Bid to legalize fireworks in Massachusetts may be a dud
The state Attorney General’s office today declined to certify a petition to put legal fireworks on the ballot in 2016; petitioner could appeal the decision.
A bid to legalize fireworks in Massachusetts may be a dud.
Attorney General Maura Healey said Wednesday morning that she has declined to certify the ballot initiative that could have added a question on legalizing fireworks on the 2016 ballot. The petition was filed by Richard Bastien, a teacher and former state representative in Gardner.
The issue, Healey's office said, was in Bastien’s request to not only legalize fireworks, but repealregulation on explosives that aren’t fireworks.

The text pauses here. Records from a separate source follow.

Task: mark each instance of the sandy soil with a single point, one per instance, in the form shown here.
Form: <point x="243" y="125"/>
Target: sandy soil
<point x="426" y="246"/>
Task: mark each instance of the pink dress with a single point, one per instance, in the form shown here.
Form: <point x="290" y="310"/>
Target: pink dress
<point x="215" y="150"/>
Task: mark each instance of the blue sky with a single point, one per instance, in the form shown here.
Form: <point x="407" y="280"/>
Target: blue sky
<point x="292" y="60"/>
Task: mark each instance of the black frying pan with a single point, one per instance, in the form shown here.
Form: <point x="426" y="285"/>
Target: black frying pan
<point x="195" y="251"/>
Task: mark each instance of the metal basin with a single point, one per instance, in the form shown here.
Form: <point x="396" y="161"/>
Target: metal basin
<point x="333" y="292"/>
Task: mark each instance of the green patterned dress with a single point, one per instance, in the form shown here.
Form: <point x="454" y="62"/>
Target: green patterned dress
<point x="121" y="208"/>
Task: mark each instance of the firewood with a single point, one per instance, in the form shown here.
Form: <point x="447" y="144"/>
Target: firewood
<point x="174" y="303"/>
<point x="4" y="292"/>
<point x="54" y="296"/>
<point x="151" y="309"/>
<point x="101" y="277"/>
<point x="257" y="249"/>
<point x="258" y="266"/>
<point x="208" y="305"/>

The language of the initiative would repeal a section of Massachusetts law that “restricts the manufacture, storage, sale or transfer of all explosive material” and keeps records of where explosives are stored secret, according to a letter released on Wednesday.
Healey's office decided the petition does not meet the state’s requirements on “subjects that are not related or mutually dependent.”

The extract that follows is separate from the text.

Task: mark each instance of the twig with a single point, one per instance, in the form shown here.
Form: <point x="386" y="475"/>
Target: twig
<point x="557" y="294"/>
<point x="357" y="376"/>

“Reasonable voters may wish to legalize the sale of consumer fireworks without also repealing safety provisions for other explosives,” read the letter, signed by Juliana deHaan Rice, deputy chief of the office’s government bureau.
The AG’s office typically discusses ballot initiatives with petitioners before rulings are announced. It was not immediately clear whether Bastien worked with Healey’s office, or if he intends to repeal regulations on non-firework explosives or appeal the decision with the Supreme Judicial Court. He did not immediately return requests for comment.
The section of law the petition would have repealed is the same section that requires local approval for manufacturing fireworks.
Rulings from attorney generals do not represent opinions on policy matters, Healey’s office said in a statement.
Her office certified 22 petitionstoday. In addition to the one on fireworks, nine were not certified. Of those, seven were deemed “inconsistent with certain constitutional rights” — six of them from one petitioner seeking changes to a political spending law — and one was an effort to prevent public officials from working with organizations that deny the Holocaust. One related to government accountability and one related to expanded gaming were each deemed “not in proper form.”
All other high-profile ballot initiatives did earn certification, including four petitions from two competing groups pushing to legalize marijuana.